You have the feeling your website is slow? Some process is taking too long, something is not loading fast enough? Of course, there might be a script or maybe just a few lines of php slowing it down – but which part of the script is it? If you are witnessing for example speed problems with a WordPress Plugin, chances are that the plugin runs some loop inside a loop and/or maybe sending too many database queries. Reducing the number of database mySQL queries can dramatically speed up your page load time – but that will be subject of a different article. Anyways – all we need to know now is that there are ways to find out, which script or which plugin is executing slow – and how long it actually takes, to execute that particular piece of code.
Debugging or optimizing a script can be a time consuming task to do – so we’ll focus on those parts, that are the ‘most expensive’ ones – meaning the slowest ones.

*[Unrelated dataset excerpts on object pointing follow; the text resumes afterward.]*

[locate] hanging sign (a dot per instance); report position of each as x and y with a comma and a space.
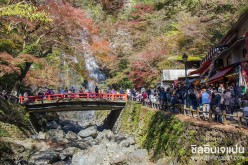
246, 44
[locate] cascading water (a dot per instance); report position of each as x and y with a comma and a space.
95, 75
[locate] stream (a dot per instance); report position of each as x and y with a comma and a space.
76, 138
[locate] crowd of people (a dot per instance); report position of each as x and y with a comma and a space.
219, 98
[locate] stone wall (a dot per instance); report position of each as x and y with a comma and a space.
169, 138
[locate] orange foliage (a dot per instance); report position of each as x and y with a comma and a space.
7, 64
48, 76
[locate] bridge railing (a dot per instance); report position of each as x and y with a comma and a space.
72, 96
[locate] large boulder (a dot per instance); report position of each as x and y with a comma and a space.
131, 140
68, 153
46, 157
53, 125
95, 155
118, 138
71, 127
55, 134
138, 157
89, 131
71, 135
105, 134
124, 143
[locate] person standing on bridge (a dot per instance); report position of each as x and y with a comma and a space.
205, 102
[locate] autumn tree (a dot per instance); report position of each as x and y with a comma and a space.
39, 28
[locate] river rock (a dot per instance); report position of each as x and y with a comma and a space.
82, 145
53, 125
118, 138
131, 140
41, 136
89, 131
71, 135
94, 155
68, 152
71, 127
118, 158
54, 134
124, 143
46, 157
139, 156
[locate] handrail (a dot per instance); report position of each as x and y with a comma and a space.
184, 110
71, 96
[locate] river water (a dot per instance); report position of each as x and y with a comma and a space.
76, 139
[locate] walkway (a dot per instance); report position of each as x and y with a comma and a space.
74, 102
236, 119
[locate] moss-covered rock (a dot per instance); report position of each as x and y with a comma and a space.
166, 136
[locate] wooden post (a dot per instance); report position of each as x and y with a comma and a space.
224, 117
197, 112
184, 110
191, 111
239, 121
210, 115
20, 99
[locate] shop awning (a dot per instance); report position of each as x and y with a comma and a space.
204, 66
219, 75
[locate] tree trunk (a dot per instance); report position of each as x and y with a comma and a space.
23, 74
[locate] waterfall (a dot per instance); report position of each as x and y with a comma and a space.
95, 75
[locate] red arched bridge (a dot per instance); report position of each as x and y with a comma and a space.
74, 102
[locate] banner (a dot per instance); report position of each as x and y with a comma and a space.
246, 44
244, 71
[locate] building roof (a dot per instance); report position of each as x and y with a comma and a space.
235, 27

To find ‘time bandits’ inside your code all you basically have to do is start a timer before the suspicious script / plugin / module is executed – and then stop the timer once the script has done its job. And with PHP at hand it is not really complicated to measure the time that has past executing a piece of code – PHP code that is. Microtime to the rescue!

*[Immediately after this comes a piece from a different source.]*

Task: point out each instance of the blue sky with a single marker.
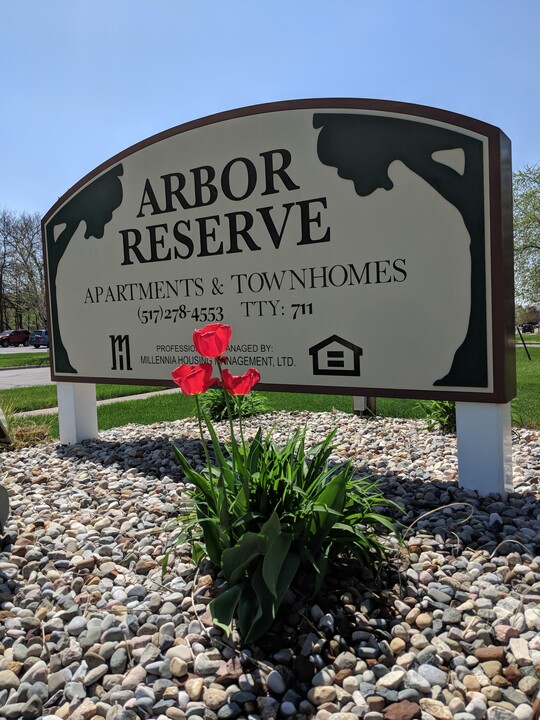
(84, 79)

First you need to define a variable for the timer and start the timer before the script is executed like this:
$start_timer = microtime(true);
Then you stop the timer, after the script is executed like this:
$time_passed = microtime(true) - $start_timer;
You could then print the time that passed with a simple echo command:
echo("The script needed ".$time_passed." seconds to execute.");
If you want to round that number off to two positions behind the decimal point, you simply add the round command like this:
echo("The script needed ".round($time_passed, 2)." seconds to execute.");
So if you put everything together, it could look like this:
$start_timer = microtime(true); // the suspicious code goes here while … { } $time_passed = microtime(true) - $start_timer; echo("The script needed ".round($time_passed, 2)." seconds to execute.");
PS: You may ask if speed optimization pays off? Is loading speed a SEO criteria? Is a slow loading website bad for SEO? And/or is a slow site bad for UX? All these questions can be answered YES. Good luck!